This is an experimental fork of python-docx with extensions to handle more of the full OOXML (.docx) format.
The upstream python-docx library provides excellent support for basic document operations. This fork extends it with read support for advanced features commonly found in real-world Word documents.
This fork adds the following capabilities:
| Feature | Read | Write | Description |
|---|---|---|---|
| Content Controls (SDT) | ✓ | ✓ | Structured document tags - text, date, dropdown, comboBox types |
| Fields | ✓ | ✓ | Simple and complex fields - PAGE, DATE, TOC, REF, HYPERLINK, etc. |
| Footnotes & Endnotes | ✓ | ✓ | Full paragraph and table support in notes |
| Bookmarks | ✓ | ✓ | Named locations with rename/delete support |
| Track Changes | ✓ | ✓ | Insertions/deletions with accept/reject support |
| Floating Images | ✓ | ✓ | Anchored shapes with full modification support |
| Text Boxes | ✓ | ✓ | Content in mc:AlternateContent elements |
| Themes | ✓ | ✓ | Theme colors and fonts (read and modify) |
| Comments | ✓ | ✓ | Comment threads with author metadata |
| SVG Images | ✓ | Recognition and parsing of SVG files | |
| Math Equations | ✓ | ✓ | OMML equations with creation and iteration |
| Charts | ✓ | Embedded chart detection and access | |
| SmartArt | ✓ | SmartArt diagram detection and access | |
| Custom XML | ✓ | ✓ | Custom XML parts with read/write support |
| Modern Namespaces | ✓ | Word 2013+ namespaces (w14, w15, w16, etc.) | |
| Conformance Detection | ✓ | Detect Strict vs Transitional, Word version |
pip install git+https://github.com/sverker/python-docx.git@xtend>>> from docx import Document
>>> document = Document()
>>> document.add_paragraph("It was a dark and stormy night.")
<docx.text.paragraph.Paragraph object at 0x10f19e760>
>>> document.save("dark-and-stormy.docx")
>>> document = Document("dark-and-stormy.docx")

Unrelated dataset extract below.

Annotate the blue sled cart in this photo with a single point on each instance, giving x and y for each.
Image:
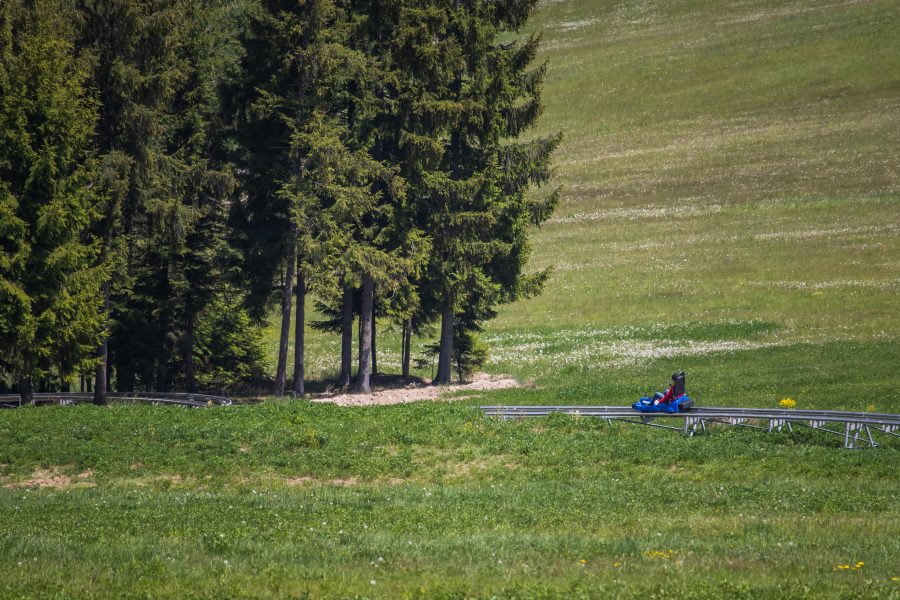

>>> document.paragraphs[0].text
'It was a dark and stormy night.'>>> from docx import Document
>>> doc = Document("complex-document.docx")
# Access content controls
>>> for cc in doc.content_controls:
... print(f"{cc.tag}: {cc.text}")
# Access fields
>>> for field in doc.fields:
... print(f"{field.field_type}: {field.field_code}")
# Access footnotes
>>> for fn in doc.footnotes:
... print(fn.paragraphs[0].text)
# Access bookmarks
>>> for bm in doc.bookmarks:
... print(f"{bm.name}: {bm.id}")
# Access track changes
>>> for rev in doc.revisions.insertions:
... print(f"{rev.author}: {rev.text}")
# Access theme
>>> print(doc.theme.colors.accent1) # RGBColor
>>> print(doc.theme.fonts.minor_latin) # Font name
# Access math equations
>>> for eq in doc.equations:
... print(eq.latex)
# Access charts
>>> for chart in doc.charts:
... print(chart.name)
# Access SmartArt
>>> for smartart in doc.smartart_objects:
... print(smartart.name)
# Create a text box
>>> text_box = doc.add_text_box(Inches(2), Inches(1))

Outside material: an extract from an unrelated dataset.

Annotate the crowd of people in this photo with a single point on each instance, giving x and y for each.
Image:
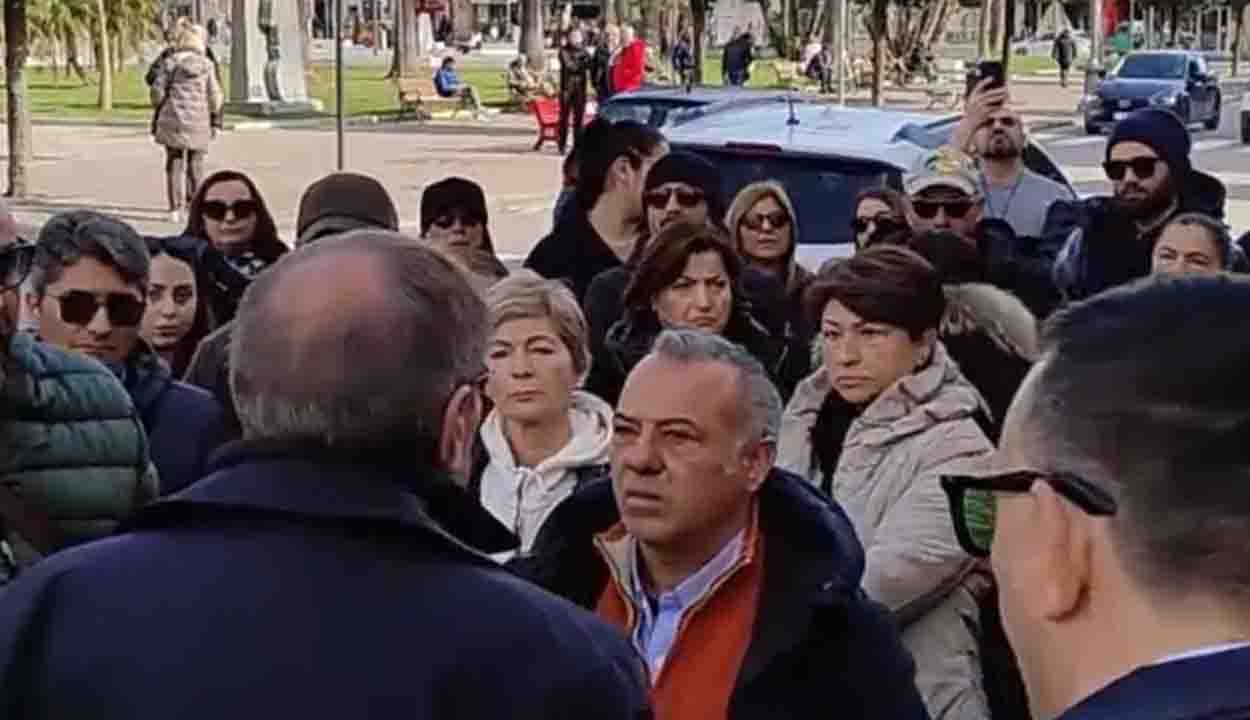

>>> text_box.paragraphs[0].text = "Hello!"
# Modify floating shapes
>>> shape = doc.floating_shapes[0]
>>> shape.width = Inches(3)
>>> shape.pos_x = Inches(1)
>>> shape.delete() # Remove from document
# Modify bookmarks
>>> bookmark = doc.bookmarks.get("MyBookmark")

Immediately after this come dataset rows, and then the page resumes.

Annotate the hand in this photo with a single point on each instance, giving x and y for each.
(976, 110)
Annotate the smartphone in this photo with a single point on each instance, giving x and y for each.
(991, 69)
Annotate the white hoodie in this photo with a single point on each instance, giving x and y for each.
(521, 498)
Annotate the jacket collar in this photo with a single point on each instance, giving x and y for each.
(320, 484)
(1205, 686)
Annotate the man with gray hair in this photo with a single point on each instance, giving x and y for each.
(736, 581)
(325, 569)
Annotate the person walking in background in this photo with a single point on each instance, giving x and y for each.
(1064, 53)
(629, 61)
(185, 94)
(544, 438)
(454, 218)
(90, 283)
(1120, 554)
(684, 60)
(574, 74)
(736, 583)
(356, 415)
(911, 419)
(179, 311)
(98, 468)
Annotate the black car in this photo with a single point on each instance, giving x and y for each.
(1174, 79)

>>> bookmark.name = "NewName" # Rename
>>> bookmark.delete() # Remove from document
# Modify fields
>>> field = doc.fields[0]
>>> field.delete() # Remove field
>>> field.convert_to_text() # Convert to static textFor core python-docx functionality, see the python-docx documentation.
For a comprehensive API reference including all extensions, see WOTAN/docs/python-docx-api.md. This includes:
- Complete API reference for all features
- Pragmatics section with real-world document patterns
- Tips for handling complex documents (nested content controls, machine-generated files, etc.)
This is an experimental fork. All original python-docx tests pass. Extensions are additive and should not break existing functionality.